Não há planos, não há leis, não intenções, não há ideais que valham por si mesmo. Valem executados e imaginados por pessoas. Portugal formou gerações de técnicos desta actividade que se portam no seu próprio país como criados de bárbaros. Alguns, quando ganham peso, são bárbaros. Confesso que prefiro os bárbaros aos lacaios. E se vamos discutir o que se passa não vale a pena agarrarmo-nos a hipotéticos velhos planos ou a ideais cristalizados. Apontar causas muito gerais também serve de nada (alguém se lembra de uma crónica do MEC sobre o "eles"? aqui "eles" como políticos, como pato-bravos, aqueles que são culpados, mas que são uma mole mais ou menos indistinta e, portanto, indemonstrável).
4. Isto não tem preto e branco nenhum. O preto e branco é apontar as desgraças e não encontrar os contextos em que brotam - ou então apontá-los amputados, denunciando almas tenebrosas em busca do dinheiro à custa de toneladas de betão. Claro que sim, que as há.

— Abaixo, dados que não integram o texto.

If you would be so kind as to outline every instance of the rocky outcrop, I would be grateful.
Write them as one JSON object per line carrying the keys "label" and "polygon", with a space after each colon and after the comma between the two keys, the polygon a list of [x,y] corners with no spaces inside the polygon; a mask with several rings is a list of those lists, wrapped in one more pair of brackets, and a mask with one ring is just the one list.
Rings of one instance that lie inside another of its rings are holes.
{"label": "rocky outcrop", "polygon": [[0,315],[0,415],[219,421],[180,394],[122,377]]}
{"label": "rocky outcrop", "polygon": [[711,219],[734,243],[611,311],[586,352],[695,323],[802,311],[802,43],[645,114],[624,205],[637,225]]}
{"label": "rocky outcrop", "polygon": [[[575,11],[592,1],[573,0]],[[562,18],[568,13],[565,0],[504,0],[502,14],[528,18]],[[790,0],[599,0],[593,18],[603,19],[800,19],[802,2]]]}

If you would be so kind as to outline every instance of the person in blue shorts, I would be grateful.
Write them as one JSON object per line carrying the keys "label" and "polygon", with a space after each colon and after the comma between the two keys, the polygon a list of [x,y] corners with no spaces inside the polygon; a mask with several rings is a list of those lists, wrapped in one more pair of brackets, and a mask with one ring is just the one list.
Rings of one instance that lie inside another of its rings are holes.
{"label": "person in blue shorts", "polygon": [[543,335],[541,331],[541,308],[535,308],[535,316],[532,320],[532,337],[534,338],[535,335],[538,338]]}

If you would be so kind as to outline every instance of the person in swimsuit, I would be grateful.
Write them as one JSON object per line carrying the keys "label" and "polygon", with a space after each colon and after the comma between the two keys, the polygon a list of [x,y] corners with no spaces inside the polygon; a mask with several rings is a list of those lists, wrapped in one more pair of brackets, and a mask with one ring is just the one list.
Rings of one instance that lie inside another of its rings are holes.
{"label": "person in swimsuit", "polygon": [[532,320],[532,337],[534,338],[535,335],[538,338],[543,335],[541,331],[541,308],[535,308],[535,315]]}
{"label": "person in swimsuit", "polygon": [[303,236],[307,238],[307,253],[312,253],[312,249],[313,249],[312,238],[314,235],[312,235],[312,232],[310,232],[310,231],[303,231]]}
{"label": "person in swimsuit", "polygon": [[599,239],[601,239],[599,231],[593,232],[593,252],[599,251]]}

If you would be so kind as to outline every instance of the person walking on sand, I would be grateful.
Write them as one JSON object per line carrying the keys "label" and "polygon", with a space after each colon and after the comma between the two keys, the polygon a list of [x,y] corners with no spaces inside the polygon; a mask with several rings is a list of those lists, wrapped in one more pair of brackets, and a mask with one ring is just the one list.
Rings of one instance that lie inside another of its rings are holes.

E dão os restos aos técnicos para que eles idealizem este Portimão de norte a sul.A primeira barreira, com saber específico e tudo, é essa gente. Que não cumpre...
5. OK estou fora dos Olivais, já. Mas como no blog já se falou, e ainda bem, do esforço arquitectónico do bairro aqui fica a minha opinião - mamarracho a mais ou a menos (vide por exemplo a magnífica Pantera Cor-de-Rosa, que era um exemplo e se tornou um demónio) essa geração de arquitectos (das quais a elite vai papando prémios, reconhecimento, vénias e, até, trabalho no estrangeiro, para orgulho e espanto do portuguesito, sempre atreito aos cristianos ronaldos e figos) formou uma escória. Esta mudou o país. Essa é a grande obra que fizeram - podem encher livros e mais livros com o fruto da sua obra geracional. Mas não o farão, ficaremos apenas com albuns das obras-primas de cada um - perdidos no meio da tralha que fizeram medrar.
6. Depois o pessoal irrita-se e lamenta que não haja parques. Eu aí retrocedo - é claro que é melhor que não haja prédios e que haja parques, em especial se silvestres. Pelo menos haveria menos dinheiro para pagar a estes de quem tenho vindo a falar.
7. Um remoque à Lobita - ninguém saiu dos Olivais porque não tinha trabalho ou condições, etc. Não estamos a falar da desertificação do interior de Bragança ou do Alentejo. O pessoal saíu dos Olivais para ir para a Almada, Telheiras ou Castelo. Tem a ver com casas disponíveis e seu preço. E uma minoria saíu quando viu instalar os primeiros semáforos, ali pela Lourenço Marques. Percebeu que chegado o arame farpado tinha chegado a altura de ir para oeste. Ou, até, para sul.